There is no obvious relation between this incident and oil painting. A strange incident made a strange impact in me, connecting me to an art form that I didn’t knew would become a close-to-heart leisure pursuit in the future. As I always argue, our logical minds aren’t equipped enough to understand what would impact the deeper layers of our beings and how!
Since then, I began to take oil painting seriously. But it took a few years to realize that most of my paintings were reflecting one common theme – Confinement! Though the incident at Belur temple faded away from my memory, the confined emotion of the sculpture I had hallucinated became apparent in my paintings.
The one below, Connection, was a depiction of a vivid dream I had had where, in a different time period, I was carried away on a horse by a loving prince. On reaching his court, he was sent to an important war and he never came back. I spent the rest of my life alone in a confined, gloomy chamber with a baby to be taken care of. On waking up, I knew it wasn’t the Nandhini of this lifetime though it was me! I was moved for the lady in the dream, that is for myself, which left a deep, sad impact on me.
This pattern in my paintings had continued, without my realization of it. Here are two more that mirrored the same theme: Puppets of the Past was impacted by the helplessness that many young professionals face in their work and married lives. An impact created when friends discuss how confined they feel within their office of not being able to fetch a sense of satisfaction in spite of earning a bagful, of how they feel confined within their relationships and are longing for freedom; of how they curse the alignment of their stars and their past karma!
Silence was again the confinement that a girl felt; this time, it was a real life experience. It was a time of life when marriage proposals were on the way. I had no clue of how to choose a groom on the basis of a profile from a matrimonial site. I wondered how arranged marriages were arranged. I simply couldn’t connect to anybody my mother spoke of with great awe. But the bottom line was I had to get married. Confining social norms!

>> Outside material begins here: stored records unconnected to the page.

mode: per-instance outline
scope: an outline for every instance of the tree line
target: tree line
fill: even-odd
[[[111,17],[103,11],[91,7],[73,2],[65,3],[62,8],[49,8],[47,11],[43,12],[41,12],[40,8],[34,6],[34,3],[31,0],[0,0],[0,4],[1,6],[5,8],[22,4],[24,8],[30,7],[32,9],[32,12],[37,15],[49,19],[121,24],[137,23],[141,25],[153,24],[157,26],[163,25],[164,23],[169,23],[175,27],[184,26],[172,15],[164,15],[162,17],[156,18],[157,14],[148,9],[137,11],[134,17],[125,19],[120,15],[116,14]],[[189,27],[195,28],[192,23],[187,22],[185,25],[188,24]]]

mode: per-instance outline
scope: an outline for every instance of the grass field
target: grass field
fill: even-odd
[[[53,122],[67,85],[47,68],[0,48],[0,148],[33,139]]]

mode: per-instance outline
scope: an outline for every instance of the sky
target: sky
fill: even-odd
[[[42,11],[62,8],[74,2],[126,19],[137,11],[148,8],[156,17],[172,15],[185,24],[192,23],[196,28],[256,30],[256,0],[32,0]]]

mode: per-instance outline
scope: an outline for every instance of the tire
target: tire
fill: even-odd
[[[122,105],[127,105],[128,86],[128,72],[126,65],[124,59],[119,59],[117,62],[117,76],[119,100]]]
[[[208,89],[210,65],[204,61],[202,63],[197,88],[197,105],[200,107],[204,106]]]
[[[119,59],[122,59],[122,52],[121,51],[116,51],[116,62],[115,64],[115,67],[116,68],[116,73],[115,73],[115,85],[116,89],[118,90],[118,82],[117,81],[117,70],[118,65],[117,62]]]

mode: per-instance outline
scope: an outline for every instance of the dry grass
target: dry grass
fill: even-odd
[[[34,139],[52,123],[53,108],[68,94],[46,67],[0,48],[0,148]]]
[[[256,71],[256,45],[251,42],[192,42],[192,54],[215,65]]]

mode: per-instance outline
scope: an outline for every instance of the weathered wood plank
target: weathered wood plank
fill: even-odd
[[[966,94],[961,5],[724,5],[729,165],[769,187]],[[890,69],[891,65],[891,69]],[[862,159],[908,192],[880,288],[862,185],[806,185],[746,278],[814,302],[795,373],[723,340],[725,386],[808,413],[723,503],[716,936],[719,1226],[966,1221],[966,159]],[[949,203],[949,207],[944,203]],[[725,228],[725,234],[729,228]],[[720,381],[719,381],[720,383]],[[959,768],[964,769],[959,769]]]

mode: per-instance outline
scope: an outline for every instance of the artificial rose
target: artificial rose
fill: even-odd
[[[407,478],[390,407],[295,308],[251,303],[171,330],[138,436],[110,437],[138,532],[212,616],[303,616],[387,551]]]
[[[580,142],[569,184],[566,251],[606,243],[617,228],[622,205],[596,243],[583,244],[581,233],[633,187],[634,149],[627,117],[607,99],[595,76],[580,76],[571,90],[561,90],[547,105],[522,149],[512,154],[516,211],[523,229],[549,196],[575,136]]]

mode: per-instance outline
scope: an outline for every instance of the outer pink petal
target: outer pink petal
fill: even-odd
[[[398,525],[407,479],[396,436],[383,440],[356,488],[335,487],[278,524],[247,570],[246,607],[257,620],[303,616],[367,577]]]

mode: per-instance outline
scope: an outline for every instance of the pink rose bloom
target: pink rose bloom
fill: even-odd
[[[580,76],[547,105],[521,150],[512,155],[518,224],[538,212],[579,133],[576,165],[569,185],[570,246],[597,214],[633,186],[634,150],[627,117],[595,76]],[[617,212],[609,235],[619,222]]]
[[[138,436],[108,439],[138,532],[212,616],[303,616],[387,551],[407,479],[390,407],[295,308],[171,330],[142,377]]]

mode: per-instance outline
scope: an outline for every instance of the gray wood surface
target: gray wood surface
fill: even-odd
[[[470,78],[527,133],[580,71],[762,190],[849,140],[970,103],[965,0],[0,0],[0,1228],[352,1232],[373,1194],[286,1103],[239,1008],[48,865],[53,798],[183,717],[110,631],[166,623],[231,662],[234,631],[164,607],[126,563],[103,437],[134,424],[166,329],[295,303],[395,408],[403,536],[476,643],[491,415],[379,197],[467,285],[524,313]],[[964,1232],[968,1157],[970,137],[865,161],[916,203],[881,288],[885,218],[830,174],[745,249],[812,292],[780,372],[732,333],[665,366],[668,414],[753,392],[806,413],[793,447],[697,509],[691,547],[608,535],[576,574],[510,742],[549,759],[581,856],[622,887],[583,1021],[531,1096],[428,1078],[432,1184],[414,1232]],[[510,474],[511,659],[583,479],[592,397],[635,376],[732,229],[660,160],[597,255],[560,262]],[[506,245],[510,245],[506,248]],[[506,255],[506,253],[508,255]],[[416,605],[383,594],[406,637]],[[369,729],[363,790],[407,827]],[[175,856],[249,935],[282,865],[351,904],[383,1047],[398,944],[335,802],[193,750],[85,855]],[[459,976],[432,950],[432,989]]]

A few more years and I didn’t realize when and how the confinement-possessed-spirit left me 😀 My paintings began to pick up more of my positive dreams and emotions. From confinement to freedom to joy, my canvasses followed closely the underlying goodness of life. Except for one public display of a landscape painting by Evam Theatre group, Chennai, I never intended to get this side of me to the commercial world. I am glad for the impact that the Belur sculpture had on me, for every second I spend with my paint brushes reminds me the fact of being alive, well next to writing!